WHAT ADVICE DO YOU HAVE FOR YOUNG PEOPLE WHO ARE UNCERTAIN ABOUT WHAT TO DO WITH THEIR LIVES?

Follow your passion. I never knew that I wanted a career in astronomy or physics. I always loved learning about the universe but didn’t realise it was something that I would be capable of doing as a long-term career. It was only through following my interest and passion that I was able to forge a career in this field, and now I rarely feel like I’m working. Instead, I truly feel like I’m getting paid to pursue my hobby.

Many people ask me why they should study physics or astronomy and what the job prospects are, but I think this is the wrong question. If you work hard, the jobs will come; passionate people with a solid scientific education are eminently employable in a whole range of fields. You’ll never have trouble finding an excellent, well-paid job with a good science degree. But you’ll also never get a better opportunity to scratch that itch and learn the fundamentals of the universe and its inner workings.

PAUL’S TOP TIPS

1 If you are interested in the field of gravitational astrophysics, you should get a good grounding in both physics and mathematics. However, there are other ways of getting into the field, such as with computer science or electrical engineering backgrounds; these can prove extremely valuable for creating software and mathematical/data-analysis techniques for understanding the complicated data.

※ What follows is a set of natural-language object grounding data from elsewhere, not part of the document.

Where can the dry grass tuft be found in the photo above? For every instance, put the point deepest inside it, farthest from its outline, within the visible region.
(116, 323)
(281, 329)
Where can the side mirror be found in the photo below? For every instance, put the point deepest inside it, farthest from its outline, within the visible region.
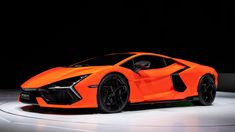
(140, 65)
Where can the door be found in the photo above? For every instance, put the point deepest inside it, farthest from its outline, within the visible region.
(156, 79)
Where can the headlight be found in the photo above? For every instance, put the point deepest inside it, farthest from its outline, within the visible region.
(68, 82)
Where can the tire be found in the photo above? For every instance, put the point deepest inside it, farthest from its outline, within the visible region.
(206, 91)
(113, 93)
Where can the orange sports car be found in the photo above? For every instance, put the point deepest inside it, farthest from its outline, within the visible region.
(112, 81)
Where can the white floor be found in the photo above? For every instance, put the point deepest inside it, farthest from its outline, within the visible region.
(220, 116)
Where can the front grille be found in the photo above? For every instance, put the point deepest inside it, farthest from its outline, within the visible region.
(62, 96)
(59, 96)
(29, 97)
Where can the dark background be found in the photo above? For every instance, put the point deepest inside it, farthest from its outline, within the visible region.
(39, 36)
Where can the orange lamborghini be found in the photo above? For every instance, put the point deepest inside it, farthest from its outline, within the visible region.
(112, 81)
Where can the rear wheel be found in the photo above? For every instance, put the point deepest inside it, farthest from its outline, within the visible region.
(206, 91)
(113, 93)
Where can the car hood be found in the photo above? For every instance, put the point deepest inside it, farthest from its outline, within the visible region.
(59, 73)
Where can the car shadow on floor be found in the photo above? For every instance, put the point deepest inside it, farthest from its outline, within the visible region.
(87, 111)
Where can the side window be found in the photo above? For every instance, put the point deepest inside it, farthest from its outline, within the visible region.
(169, 61)
(156, 62)
(129, 64)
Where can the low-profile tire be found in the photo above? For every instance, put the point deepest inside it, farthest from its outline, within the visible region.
(113, 93)
(206, 91)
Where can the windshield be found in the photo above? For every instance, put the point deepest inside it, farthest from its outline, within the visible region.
(102, 60)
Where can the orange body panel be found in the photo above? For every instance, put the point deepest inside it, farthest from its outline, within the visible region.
(145, 86)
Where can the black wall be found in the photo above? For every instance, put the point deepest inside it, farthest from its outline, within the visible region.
(39, 36)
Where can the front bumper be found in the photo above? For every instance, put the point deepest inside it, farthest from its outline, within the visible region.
(60, 98)
(63, 96)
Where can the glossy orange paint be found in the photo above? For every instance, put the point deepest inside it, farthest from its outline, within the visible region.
(145, 86)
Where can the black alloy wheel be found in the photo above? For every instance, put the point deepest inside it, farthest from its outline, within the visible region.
(113, 93)
(206, 91)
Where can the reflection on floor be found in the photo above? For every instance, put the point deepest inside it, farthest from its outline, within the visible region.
(181, 116)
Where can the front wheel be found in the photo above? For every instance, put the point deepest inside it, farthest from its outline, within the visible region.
(206, 91)
(113, 93)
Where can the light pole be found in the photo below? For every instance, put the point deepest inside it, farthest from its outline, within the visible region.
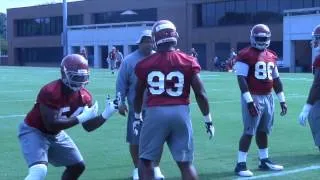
(65, 27)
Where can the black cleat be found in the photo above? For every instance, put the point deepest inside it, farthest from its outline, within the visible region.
(242, 170)
(266, 165)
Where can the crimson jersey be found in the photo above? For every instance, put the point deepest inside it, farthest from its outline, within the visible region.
(261, 66)
(316, 63)
(52, 96)
(168, 77)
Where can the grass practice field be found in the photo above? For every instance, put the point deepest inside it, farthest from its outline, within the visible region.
(106, 152)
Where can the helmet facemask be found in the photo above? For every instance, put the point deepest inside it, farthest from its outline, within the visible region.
(260, 41)
(315, 43)
(75, 80)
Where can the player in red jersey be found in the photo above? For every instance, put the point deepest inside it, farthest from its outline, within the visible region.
(311, 108)
(61, 104)
(167, 76)
(258, 74)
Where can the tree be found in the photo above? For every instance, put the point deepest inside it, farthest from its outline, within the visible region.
(3, 25)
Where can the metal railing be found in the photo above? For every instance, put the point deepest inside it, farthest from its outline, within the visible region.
(304, 11)
(112, 25)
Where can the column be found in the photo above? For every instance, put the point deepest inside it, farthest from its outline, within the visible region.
(97, 57)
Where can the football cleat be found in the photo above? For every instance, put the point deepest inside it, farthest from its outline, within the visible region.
(242, 170)
(266, 164)
(135, 174)
(157, 173)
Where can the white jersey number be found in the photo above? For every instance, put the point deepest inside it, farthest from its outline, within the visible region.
(156, 81)
(263, 70)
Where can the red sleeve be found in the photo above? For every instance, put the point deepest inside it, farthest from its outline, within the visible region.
(316, 63)
(140, 71)
(195, 66)
(47, 98)
(243, 56)
(86, 97)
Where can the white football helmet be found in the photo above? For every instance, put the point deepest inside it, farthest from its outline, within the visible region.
(260, 36)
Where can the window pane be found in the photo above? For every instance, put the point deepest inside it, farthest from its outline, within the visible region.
(220, 11)
(284, 5)
(262, 5)
(297, 4)
(307, 3)
(273, 5)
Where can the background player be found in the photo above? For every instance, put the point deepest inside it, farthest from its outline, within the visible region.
(61, 104)
(167, 75)
(126, 84)
(257, 74)
(311, 109)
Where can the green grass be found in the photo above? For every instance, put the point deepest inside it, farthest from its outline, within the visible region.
(106, 152)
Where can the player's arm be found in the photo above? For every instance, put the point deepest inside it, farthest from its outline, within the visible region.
(242, 70)
(312, 98)
(278, 89)
(110, 108)
(138, 100)
(53, 120)
(203, 103)
(122, 87)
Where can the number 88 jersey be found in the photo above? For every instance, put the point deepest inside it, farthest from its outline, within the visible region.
(167, 76)
(262, 69)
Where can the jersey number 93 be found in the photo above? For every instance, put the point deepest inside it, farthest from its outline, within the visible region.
(157, 81)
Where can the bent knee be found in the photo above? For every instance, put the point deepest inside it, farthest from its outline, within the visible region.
(37, 172)
(79, 167)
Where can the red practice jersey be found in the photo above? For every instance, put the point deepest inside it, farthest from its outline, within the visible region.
(52, 96)
(168, 77)
(261, 66)
(316, 63)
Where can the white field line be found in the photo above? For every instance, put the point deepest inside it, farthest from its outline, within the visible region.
(283, 173)
(194, 103)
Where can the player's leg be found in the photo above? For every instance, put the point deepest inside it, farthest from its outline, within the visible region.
(314, 123)
(64, 152)
(249, 128)
(133, 141)
(263, 130)
(180, 140)
(34, 147)
(188, 172)
(152, 137)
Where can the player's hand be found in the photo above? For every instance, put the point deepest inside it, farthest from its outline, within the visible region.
(210, 129)
(304, 114)
(123, 109)
(284, 108)
(88, 113)
(253, 109)
(111, 107)
(137, 124)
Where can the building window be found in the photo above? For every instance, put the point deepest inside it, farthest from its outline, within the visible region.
(235, 12)
(116, 17)
(44, 26)
(39, 55)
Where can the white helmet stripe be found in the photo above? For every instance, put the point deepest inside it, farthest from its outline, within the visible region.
(165, 26)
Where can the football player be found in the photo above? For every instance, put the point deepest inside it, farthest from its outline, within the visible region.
(126, 83)
(310, 110)
(167, 76)
(258, 74)
(61, 104)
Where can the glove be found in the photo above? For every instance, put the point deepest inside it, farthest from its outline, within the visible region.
(137, 123)
(284, 108)
(209, 126)
(304, 114)
(88, 113)
(111, 107)
(253, 109)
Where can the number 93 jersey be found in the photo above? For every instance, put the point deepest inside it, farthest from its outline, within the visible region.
(167, 76)
(262, 69)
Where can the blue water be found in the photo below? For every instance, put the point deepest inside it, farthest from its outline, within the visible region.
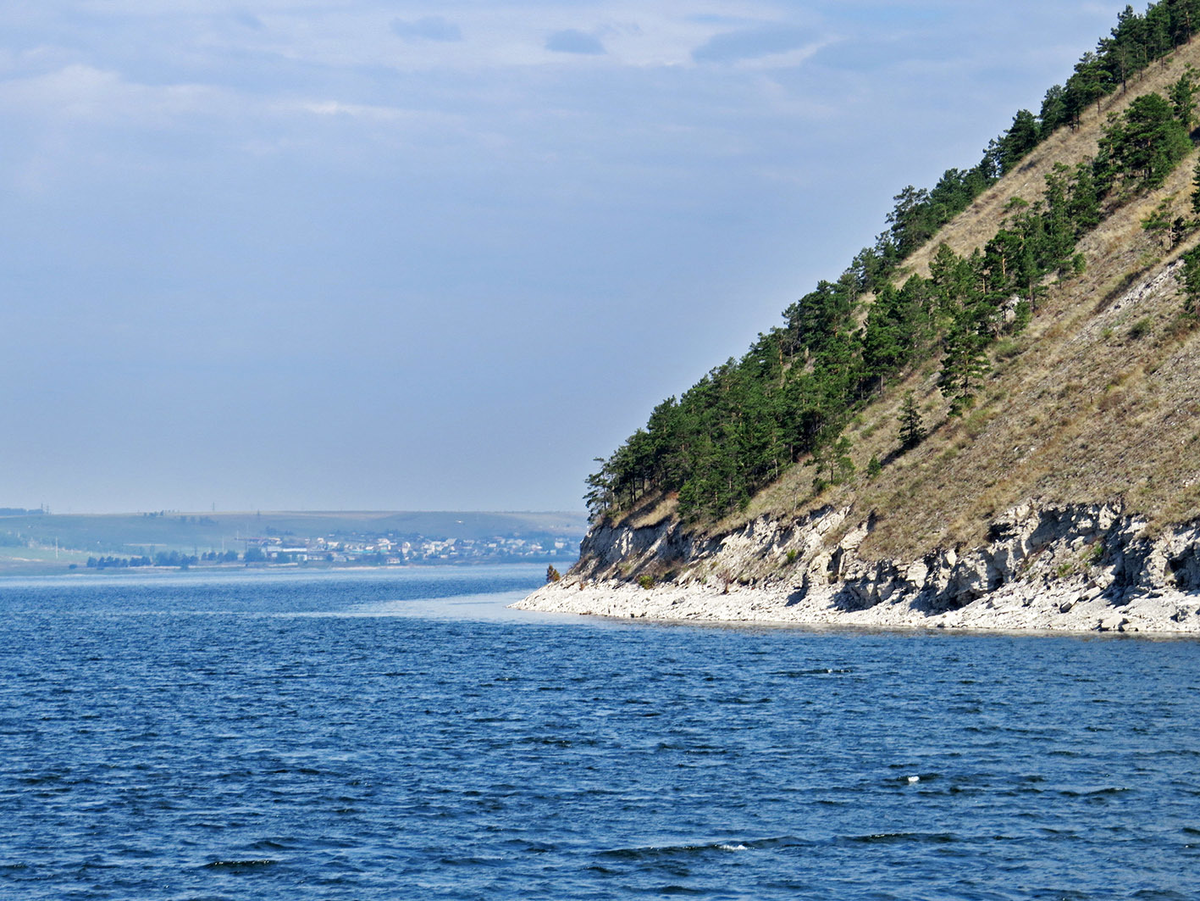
(402, 734)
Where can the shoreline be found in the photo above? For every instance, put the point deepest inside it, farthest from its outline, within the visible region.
(1018, 608)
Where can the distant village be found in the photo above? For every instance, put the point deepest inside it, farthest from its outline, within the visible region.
(358, 550)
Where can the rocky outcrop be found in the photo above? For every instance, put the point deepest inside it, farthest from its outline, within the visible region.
(1059, 556)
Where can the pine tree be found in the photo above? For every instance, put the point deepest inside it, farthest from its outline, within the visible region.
(912, 428)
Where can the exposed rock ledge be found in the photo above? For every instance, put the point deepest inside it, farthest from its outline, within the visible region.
(1043, 569)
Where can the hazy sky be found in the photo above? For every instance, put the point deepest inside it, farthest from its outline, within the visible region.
(364, 254)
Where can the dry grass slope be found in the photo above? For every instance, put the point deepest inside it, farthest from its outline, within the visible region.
(1098, 401)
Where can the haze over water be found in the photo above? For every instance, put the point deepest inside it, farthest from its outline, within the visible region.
(402, 734)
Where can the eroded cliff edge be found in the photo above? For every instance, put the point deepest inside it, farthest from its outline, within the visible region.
(1078, 568)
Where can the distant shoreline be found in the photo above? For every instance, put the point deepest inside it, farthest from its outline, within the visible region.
(19, 569)
(1067, 608)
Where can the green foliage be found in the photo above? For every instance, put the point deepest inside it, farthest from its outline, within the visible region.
(1192, 282)
(1183, 98)
(912, 427)
(789, 397)
(833, 463)
(874, 467)
(1147, 142)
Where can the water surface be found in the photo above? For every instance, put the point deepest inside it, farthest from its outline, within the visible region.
(402, 734)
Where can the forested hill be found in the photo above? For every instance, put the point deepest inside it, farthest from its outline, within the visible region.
(1026, 329)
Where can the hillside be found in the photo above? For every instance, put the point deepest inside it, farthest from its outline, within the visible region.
(1081, 409)
(61, 539)
(1095, 402)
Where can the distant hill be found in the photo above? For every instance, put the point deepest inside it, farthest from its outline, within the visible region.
(125, 534)
(1036, 317)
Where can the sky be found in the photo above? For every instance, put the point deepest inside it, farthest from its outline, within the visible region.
(318, 254)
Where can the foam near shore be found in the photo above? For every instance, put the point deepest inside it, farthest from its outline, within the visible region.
(1013, 608)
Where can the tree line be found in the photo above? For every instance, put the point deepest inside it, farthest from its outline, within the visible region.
(795, 390)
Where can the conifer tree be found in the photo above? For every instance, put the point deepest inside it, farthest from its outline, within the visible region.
(912, 428)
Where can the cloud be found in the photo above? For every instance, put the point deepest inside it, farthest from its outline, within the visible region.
(431, 28)
(750, 43)
(571, 41)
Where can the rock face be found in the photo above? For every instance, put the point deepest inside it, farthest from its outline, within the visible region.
(1095, 556)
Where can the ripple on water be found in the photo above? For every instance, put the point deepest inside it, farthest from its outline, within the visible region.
(207, 739)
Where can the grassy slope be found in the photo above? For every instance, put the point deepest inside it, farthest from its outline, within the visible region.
(1083, 408)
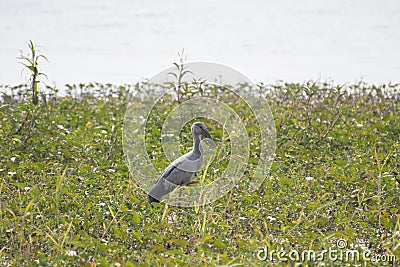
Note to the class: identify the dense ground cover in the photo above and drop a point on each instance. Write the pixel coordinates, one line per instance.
(66, 196)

2 Attaining a degree is not necessarily the only route into the field. If you have an interest in getting involved in the outreach and science communication side of the field, then there are opportunities out there.

3 Do not study physics or astronomy if the only thing you want is a job at the end of it. You should study these subjects because you are passionate about understanding how the universe works; we are only ever limited by our current understanding of the way things are, so contributing to the development of new ways of looking at the universe can shape the future.